Mas não ſabia que a fortuna entanto
Lhe preparava a última ruína.

Quanto ſeria mais ditoſo! Quanto
Melhor lhe fora o acabar a vida

Na frente do inimigo, em campo aberto,
Ou ſobre os reſtos de abraſadas tendas,
Obra do ſeu valor! Tinha Cacambo
Real eſpoſa, a ſenhoril Lindóia,
De coſtumes ſuavíſſimos e honeſtos,
Em verdes anos: com ditoſos laços
Amor os tinha unido; mas apenas
Os tinha unido, quando ao ſom primeiro
Das trombetas lho arrebatou dos braços
A glória enganadora. Ou foi que Balda,
Engenhoſo e ſutil, quis deſfazer-ſe
Da preſença importuna e perigoſa
Do índio generoſo; e deſde aquela
Saudoſa manhã, que a deſpedida
Preſenciou dos dous amantes, nunca
Conſentiu que outra vez tornaſſe aos braços

Da formoſa Lindóia e deſcobria
Sempre novos pretextos da demora.

Tornar não eſperado e vitorioſo
Foi todo o ſeu delito. Não conſente
O cauteloſo Balda que Lindóia
Chegue a falar ao ſeu eſpoſo; e manda
Que uma eſcura priſão o eſconda e aparte
Da luz do ſol. Nem os reais parentes,
Nem dos amigos a piedade, e o pranto
Da enternecida eſpoſa abranda o peito
Do obſtinado juiz: até que à força
De deſgoſtos, de mágoa e de ſaudade,
Por meio de um licor deſconhecido,
Que lhe deu compaſſivo o ſanto padre,

Jaz o iluſtre Cacambo - entre os gentios
Único que na paz e em dura guerra

De virtude e valor deu claro exemplo.
Chorado ocultamente e ſem as honras
De régio funeral, deſconhecida
Pouca terra os honrados oſſos cobre.
Se é que os ſeus oſſos cobre alguma terra.
Cruéis miniſtros, encobri ao menos
A funeſta notícia. Ai que já ſabe
A aſſuſtada amantíſſima Lindóia
O ſuceſſo infeliz. Quem a ſocorre!
Que aborrecida de viver procura
Todos os meios de encontrar a morte.
Nem quer que o eſpoſo longamente a eſpere

No reino eſcuro, aonde ſe não ama.
Mas a enrugada Tanajura, que era

Prudente e exprimentada (e que a ſeus peitos
Tinha criado em mais ditoſa idade
A mãe da mãe da míſera Lindóia),
E lia pela hiſtória do futuro,
Viſionária, ſuperſticioſa,
Que de abertos ſepulcros recolhia
Nuas caveiras e eſburgados oſſos,
A uma medonha gruta, onde ardem ſempre
Verdes candeias, conduziu chorando
Lindóia, a quem amava como filha;
E em ferrugento vaſo licor puro

De viva fonte recolheu.
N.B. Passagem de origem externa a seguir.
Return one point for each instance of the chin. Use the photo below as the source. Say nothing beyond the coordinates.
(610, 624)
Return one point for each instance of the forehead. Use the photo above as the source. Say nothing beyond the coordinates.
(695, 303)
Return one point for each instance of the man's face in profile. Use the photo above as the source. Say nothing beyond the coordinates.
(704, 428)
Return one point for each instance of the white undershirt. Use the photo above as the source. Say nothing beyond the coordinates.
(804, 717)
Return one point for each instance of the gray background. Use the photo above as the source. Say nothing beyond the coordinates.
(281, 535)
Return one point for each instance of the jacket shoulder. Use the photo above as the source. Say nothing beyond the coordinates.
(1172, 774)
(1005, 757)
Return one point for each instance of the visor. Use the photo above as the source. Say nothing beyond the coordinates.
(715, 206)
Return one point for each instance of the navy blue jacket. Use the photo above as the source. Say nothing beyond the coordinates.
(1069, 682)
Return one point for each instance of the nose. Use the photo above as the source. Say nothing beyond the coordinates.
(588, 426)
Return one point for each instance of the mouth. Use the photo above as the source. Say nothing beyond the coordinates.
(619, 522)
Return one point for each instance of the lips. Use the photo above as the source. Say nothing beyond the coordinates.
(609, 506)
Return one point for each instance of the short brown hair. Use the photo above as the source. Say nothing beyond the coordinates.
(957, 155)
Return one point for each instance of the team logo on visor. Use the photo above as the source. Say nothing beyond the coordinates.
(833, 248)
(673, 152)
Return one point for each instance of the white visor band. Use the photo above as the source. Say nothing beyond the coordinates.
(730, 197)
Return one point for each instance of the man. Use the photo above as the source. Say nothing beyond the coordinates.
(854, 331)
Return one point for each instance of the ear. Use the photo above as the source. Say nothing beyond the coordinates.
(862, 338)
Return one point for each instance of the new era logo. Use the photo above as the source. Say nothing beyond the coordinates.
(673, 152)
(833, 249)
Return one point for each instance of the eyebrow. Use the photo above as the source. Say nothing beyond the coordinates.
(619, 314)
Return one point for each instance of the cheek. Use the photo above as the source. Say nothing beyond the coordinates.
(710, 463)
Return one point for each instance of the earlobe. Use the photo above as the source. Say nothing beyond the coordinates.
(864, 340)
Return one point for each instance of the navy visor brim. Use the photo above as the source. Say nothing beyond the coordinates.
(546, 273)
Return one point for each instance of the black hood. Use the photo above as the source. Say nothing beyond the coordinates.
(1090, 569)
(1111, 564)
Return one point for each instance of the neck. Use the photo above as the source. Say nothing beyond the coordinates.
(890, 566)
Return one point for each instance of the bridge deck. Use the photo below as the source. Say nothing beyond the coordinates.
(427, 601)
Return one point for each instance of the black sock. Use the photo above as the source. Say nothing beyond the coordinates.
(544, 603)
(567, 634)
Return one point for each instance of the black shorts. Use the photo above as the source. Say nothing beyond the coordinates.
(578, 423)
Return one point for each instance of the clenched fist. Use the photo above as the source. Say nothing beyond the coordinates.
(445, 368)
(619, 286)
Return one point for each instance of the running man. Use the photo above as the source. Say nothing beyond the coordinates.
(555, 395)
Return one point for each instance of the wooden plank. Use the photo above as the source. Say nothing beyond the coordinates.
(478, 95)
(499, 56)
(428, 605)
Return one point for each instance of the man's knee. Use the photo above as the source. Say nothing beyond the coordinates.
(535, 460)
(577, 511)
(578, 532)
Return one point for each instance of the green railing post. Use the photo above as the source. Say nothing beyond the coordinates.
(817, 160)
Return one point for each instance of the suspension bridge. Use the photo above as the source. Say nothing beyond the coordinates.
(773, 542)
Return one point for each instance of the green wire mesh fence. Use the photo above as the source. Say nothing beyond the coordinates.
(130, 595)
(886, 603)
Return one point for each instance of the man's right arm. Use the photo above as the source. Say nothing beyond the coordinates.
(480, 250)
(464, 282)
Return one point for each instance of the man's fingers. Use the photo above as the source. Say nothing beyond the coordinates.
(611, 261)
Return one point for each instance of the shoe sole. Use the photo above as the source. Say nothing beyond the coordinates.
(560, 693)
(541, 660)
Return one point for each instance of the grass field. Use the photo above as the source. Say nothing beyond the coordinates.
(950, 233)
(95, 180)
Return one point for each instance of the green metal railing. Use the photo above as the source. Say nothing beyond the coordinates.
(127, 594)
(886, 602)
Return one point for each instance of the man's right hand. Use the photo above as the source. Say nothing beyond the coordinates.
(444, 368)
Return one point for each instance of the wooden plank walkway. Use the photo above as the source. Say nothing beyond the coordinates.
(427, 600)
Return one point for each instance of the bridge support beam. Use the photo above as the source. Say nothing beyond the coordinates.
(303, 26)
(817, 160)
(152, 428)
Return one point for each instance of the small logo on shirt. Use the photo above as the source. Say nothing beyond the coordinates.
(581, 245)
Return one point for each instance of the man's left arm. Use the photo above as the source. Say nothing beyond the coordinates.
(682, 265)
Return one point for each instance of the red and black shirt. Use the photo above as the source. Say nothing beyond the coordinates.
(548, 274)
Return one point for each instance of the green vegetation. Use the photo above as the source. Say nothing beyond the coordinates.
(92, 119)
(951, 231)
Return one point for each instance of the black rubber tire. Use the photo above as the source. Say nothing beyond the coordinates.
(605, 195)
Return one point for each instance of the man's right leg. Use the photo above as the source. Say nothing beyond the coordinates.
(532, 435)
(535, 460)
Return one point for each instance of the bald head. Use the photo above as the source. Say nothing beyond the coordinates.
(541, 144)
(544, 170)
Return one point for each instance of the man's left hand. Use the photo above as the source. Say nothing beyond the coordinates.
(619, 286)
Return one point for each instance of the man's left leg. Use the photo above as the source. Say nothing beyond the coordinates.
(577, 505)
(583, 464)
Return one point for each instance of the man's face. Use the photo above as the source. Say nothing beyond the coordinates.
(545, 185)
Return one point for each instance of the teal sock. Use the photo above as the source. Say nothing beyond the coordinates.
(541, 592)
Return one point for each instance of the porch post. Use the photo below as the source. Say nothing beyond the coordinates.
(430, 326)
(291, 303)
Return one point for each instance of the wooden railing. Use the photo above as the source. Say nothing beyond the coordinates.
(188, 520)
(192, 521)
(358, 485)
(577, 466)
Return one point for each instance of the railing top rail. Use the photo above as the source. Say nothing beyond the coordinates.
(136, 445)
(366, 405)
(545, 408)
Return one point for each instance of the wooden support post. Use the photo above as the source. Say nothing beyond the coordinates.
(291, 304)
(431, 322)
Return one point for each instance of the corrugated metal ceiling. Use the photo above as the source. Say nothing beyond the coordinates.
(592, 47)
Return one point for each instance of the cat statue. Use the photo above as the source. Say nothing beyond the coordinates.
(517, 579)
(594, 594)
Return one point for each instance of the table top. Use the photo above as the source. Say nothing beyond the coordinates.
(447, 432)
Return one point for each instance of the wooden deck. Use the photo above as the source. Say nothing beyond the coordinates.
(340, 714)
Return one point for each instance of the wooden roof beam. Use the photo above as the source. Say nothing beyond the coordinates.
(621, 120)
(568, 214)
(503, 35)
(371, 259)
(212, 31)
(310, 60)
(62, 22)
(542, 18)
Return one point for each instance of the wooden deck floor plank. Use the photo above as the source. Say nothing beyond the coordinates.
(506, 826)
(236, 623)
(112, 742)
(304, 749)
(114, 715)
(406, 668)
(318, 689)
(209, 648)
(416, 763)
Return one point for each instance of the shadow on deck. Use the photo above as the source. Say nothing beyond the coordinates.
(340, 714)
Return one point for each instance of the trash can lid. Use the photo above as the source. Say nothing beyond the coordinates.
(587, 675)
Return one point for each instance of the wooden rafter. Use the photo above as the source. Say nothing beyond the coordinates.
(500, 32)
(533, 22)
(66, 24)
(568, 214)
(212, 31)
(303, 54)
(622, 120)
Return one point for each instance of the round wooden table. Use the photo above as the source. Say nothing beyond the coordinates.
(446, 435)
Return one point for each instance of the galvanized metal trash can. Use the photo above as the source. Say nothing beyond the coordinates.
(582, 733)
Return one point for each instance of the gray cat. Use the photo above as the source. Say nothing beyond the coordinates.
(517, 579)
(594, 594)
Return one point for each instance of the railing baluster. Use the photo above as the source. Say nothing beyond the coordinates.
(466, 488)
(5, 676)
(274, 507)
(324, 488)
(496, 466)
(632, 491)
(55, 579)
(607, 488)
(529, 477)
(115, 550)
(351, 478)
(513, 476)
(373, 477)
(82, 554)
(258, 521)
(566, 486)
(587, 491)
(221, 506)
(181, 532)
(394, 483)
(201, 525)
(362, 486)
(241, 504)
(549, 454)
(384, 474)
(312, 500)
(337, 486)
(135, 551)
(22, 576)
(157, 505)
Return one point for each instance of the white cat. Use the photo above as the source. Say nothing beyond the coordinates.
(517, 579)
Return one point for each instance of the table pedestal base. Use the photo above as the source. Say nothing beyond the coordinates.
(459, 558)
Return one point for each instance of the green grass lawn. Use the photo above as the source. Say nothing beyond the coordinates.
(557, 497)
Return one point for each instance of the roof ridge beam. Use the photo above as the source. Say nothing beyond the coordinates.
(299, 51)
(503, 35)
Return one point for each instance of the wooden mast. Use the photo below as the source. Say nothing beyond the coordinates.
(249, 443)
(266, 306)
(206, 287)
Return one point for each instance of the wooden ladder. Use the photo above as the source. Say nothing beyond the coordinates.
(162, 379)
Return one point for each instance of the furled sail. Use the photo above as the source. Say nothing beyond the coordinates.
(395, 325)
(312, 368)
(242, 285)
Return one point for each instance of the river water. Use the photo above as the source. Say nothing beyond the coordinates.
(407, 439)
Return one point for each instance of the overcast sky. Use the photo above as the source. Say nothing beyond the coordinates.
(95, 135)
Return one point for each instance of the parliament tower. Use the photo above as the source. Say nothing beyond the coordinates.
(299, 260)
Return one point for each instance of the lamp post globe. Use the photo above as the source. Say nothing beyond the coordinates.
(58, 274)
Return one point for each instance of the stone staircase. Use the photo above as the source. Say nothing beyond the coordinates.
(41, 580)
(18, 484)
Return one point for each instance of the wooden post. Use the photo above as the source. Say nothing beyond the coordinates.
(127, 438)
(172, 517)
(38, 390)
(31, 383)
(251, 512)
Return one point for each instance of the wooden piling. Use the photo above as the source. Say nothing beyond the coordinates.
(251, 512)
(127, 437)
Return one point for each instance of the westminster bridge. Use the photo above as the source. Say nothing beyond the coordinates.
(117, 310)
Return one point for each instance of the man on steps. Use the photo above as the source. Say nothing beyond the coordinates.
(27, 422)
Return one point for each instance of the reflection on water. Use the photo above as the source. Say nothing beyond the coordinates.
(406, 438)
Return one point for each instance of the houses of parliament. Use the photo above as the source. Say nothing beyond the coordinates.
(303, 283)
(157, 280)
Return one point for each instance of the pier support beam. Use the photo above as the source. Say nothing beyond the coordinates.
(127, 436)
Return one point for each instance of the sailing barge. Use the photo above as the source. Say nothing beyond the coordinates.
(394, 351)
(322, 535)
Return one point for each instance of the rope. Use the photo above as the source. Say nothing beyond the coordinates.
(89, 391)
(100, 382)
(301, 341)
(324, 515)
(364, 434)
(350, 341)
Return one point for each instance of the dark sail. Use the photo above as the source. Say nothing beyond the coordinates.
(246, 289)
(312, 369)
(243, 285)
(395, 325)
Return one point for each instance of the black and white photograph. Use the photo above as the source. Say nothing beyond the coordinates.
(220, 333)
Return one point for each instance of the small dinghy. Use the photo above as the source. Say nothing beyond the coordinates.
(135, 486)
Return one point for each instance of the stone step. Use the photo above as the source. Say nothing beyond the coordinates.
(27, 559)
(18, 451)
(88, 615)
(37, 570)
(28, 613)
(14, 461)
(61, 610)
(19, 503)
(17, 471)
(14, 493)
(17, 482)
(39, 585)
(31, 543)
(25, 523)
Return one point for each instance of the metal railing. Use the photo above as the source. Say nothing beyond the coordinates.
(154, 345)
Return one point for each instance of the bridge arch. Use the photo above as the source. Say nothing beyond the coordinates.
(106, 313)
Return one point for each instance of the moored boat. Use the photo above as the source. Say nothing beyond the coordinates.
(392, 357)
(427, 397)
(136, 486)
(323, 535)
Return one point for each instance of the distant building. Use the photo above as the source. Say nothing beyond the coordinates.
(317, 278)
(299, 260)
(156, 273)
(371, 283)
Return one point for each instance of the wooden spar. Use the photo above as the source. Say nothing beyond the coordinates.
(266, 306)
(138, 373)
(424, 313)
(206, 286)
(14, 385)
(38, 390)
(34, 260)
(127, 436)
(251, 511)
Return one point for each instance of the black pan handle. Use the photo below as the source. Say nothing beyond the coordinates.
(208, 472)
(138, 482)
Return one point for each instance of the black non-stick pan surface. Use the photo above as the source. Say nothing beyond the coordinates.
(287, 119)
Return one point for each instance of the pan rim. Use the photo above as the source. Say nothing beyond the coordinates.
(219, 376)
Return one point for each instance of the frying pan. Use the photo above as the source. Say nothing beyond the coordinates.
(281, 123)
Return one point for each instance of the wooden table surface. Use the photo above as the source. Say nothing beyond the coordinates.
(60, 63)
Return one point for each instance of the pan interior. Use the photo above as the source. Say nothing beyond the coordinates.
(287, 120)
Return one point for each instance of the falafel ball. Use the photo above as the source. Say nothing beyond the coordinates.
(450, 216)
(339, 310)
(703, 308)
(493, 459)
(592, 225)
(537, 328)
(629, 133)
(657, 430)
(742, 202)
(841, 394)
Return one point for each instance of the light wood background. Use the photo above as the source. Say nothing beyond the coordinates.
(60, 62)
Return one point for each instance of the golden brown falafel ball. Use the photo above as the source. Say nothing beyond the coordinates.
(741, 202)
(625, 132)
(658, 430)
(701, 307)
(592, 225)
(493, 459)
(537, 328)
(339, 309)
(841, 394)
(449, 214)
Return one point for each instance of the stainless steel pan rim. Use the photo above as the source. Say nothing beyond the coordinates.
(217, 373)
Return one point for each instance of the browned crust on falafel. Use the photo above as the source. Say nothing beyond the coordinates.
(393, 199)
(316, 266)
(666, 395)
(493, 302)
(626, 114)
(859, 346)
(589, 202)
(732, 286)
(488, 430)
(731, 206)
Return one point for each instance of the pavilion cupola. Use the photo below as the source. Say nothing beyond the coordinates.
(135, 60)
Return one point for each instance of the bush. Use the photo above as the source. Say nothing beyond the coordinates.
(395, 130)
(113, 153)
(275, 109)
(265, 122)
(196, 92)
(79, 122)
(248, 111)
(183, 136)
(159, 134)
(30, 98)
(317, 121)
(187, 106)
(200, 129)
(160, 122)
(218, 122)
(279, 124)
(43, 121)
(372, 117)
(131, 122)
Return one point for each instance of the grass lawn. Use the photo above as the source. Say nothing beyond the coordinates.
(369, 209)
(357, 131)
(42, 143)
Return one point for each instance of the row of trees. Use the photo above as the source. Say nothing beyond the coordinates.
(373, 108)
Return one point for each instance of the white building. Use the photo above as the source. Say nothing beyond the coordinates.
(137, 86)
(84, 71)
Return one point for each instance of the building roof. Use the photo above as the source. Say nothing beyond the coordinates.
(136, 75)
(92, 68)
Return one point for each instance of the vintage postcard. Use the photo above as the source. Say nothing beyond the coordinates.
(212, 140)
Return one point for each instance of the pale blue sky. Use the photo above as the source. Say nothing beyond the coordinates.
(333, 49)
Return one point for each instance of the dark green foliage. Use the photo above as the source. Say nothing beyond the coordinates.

Três vezes
Gyrou em roda, e murmurou três vezes

Co’a carcomida boca ímpias palavras,
E as águas aſſoprou: depois com o dedo
Lhe impõe ſilêncio e faz que as águas note.
Como no mar azul, quando recolhe
A liſonjeira viração as aſas,
Adormecem as ondas e retratam
Ao natural as debruçadas penhas,
O copado arvoredo e as nuvens altas:
Não de outra ſorte à tímida Lindóia
Aquelas águas fielmente pintam
O rio, a praia o vale e os montes onde

Tinha ſido Liſboa; e viu Liſboa
Entre deſpedaçados edifícios,

Com o ſolto cabelo deſcompoſto,
Tropeçando em ruínas encoſtar-ſe.
Deſamparada dos habitadores
A Rainha do Tejo, e ſolitária,
No meio de ſepulcros procurava
Com ſeus olhos ſocorro; e com ſeus olhos
Só deſcobria de um e de outro lado
Pendentes muros e inclinadas torres.
Vê mais o Luſo Atlante, que forceja
Por ſuſtentar o peſo deſmedido
Nos roxos ombros. Mas do céu ſereno
Em branca nuvem Próvida Donzela
Rapidamente deſce e lhe apreſenta,
De ſua mão, Eſpírito Conſtante,
Gênio de Alcides, que de negros monſtros
Deſpeja o mundo e enxuga o pranto à pátria.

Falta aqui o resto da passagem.